ファンを魅了するオン・オフのギャップ
中日の若き右腕・髙橋宏斗が7月30日のヤクルト戦(バンテリン)で7イニング無失点の投球を見せて自身最多8勝(1敗)をゲットした。
同月の登板4試合で32イニング連続無失点をマーク。6月最後の登板から合わせて33イニング連続無失点とした。
初回無死一・二塁で村上宗隆、ホセ・オスナを連続三振に仕留めてスタート。7回二死満塁では代打・青木宣親を一ゴロに封じてゲームをブルペンに託した。この日最速156キロ真っすぐで119球を投げ終えた。
「今日はあまり調子が良くなかったです。その中で、何とか勝てました。本当は8回まで行きたかった。球数が増えて、7回ということになりました」
規定投球回まで1イニング残して降板。試合中、首脳陣とは8回を目標にする意思疎通をしながら、球数を考慮しての7イニング降板となったという。
それにしても何たる数字か。防御率は「0.48」。規定に達していなくても、奪三振89はリーグ3位に付けている。春季キャンプでフォームが定まらず、2軍でスタートしたプロ4年目。1カ月遅れで昇格し、とてつもない勢いで巻き返している。
「ある程度自分が思っている球と実際の球のギャップが小さくなっているかなと思いますし、しっかりとゾーン内で勝負できていることは調子がいい要因かなと思う。真っすぐはかなり安定しています。他の球も生きてきているし、他の球は日によってバラバラですけれど、真っすぐが安定している分、他の球も今は生きていると思います。スプリットもなるべく真っすぐに見えるように投げるようにというのは意識していて、今はそれが少し形になっているのはいいかなと思います」と投球内容を自己分析する。
マウンドに上がれば王様、登板日以外は独特のオーラを放つ、ややおっちょこちょいの21歳。そのギャップがファンを魅了するのだろう。
シーズン残り50試合で上がったマウンドに対して「100試合切ってますよね? あと僕自身投げられるのかも、今シーズン残りわずかだと思うので、しっかり勝ちにこだわってやりたい」と真顔で話す。
起床後一番先に行うルーティンは「起きます」。起きなかったら一大事。そりゃ起きるっしょ? というメディアの突っ込みに、「ですよね~」と笑って返す。何ともつかみどころのない、加えてすべてのトーク内容に嫌みがない。髙橋宏斗は独自の世界を生きている。
今があるのは苦しさと向き合い、受け入れることと、いなすことのバランスを培ってきたからから。中京大中京2年冬、コロナ禍に襲われた。秋の神宮大会を制して手に入れた、センバツは中止となった。

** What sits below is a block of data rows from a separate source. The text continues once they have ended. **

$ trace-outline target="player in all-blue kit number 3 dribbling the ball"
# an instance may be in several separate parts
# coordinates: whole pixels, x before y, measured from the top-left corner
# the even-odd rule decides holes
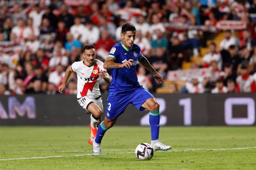
[[[101,140],[105,132],[111,128],[118,116],[124,113],[125,108],[131,103],[139,110],[150,111],[151,146],[154,150],[168,150],[158,141],[160,128],[159,103],[154,96],[146,91],[138,82],[136,64],[139,61],[154,76],[158,84],[162,84],[164,78],[150,65],[148,60],[141,54],[141,49],[134,44],[136,28],[131,23],[122,26],[122,41],[116,43],[103,67],[111,69],[112,81],[109,86],[109,95],[106,105],[105,119],[98,126],[98,132],[93,140],[93,155],[101,154]]]

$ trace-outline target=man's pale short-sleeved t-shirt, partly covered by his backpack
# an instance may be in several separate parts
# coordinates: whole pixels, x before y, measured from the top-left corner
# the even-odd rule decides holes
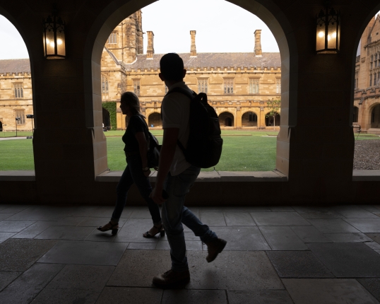
[[[175,83],[170,87],[184,88],[193,93],[188,86],[182,81]],[[170,92],[169,90],[169,92]],[[178,139],[186,148],[187,140],[189,139],[189,115],[190,115],[190,98],[178,92],[171,93],[162,100],[162,128],[177,128],[179,129]],[[174,153],[172,165],[170,166],[171,175],[179,175],[191,165],[186,162],[184,153],[177,145]]]

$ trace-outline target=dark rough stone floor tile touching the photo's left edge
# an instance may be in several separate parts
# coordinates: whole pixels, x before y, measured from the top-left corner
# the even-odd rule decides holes
[[[57,240],[8,239],[0,244],[0,271],[25,271]]]

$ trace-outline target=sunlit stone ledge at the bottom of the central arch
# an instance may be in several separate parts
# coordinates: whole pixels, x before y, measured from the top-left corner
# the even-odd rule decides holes
[[[123,171],[106,171],[95,177],[95,182],[119,182]],[[155,182],[157,172],[150,176],[150,182]],[[287,177],[278,171],[201,172],[196,182],[287,182]]]

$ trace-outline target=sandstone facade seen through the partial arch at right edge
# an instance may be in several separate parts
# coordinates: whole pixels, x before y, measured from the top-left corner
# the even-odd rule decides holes
[[[380,16],[372,18],[361,39],[355,64],[354,125],[380,135]]]

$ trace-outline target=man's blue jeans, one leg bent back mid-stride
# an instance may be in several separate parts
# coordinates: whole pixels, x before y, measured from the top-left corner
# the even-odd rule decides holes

3年夏は愛知県独自大会で優勝、選手権大会はなかった。
甲子園のマウンドは、センバツに選ばれていた高校に対する代替ゲームとして行われた交流大会。奈良・智弁学園に勝った1試合で終了。「何だか、いろいろな連続性というか、進むと思っていた未来が切れて、ポツーン、という感情でした」と振り返る。

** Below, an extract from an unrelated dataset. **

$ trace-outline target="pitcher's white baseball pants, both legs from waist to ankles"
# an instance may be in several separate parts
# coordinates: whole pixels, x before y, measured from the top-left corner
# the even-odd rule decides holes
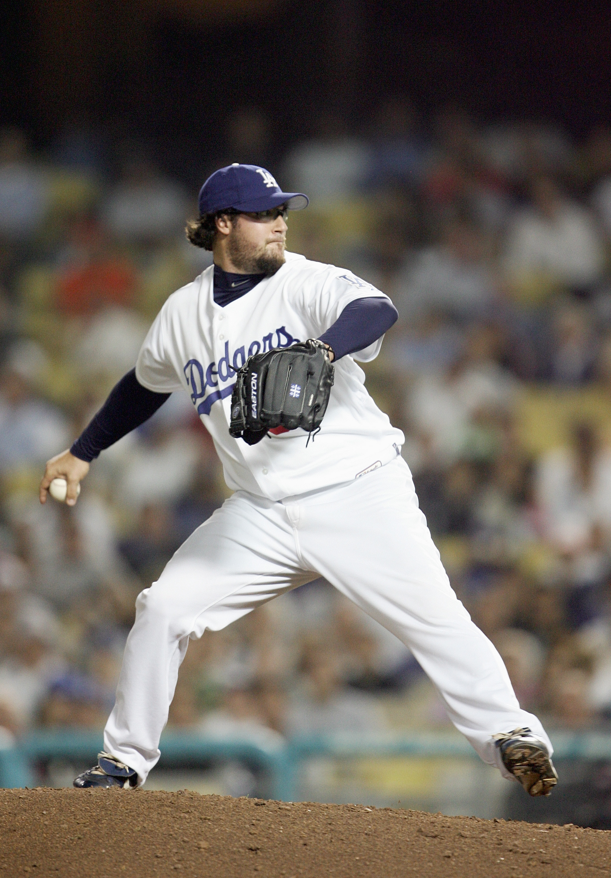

コロナ禍に振り回され、目指した慶応大の入試にも失敗した。「僕が順風満帆? そんなわけないじゃないですか(笑)」。置かれた環境で花を咲かせてきた。
チームはBクラスから浮上のきっかけを探りながら試合数だけ消化しているのが現状。背番号19の登板は竜党にとってのストレス解消日。「クライマックス・シリーズ(CS)、行きたいです。頑張ります」。ピュアなまなざしに、また引き込まれる。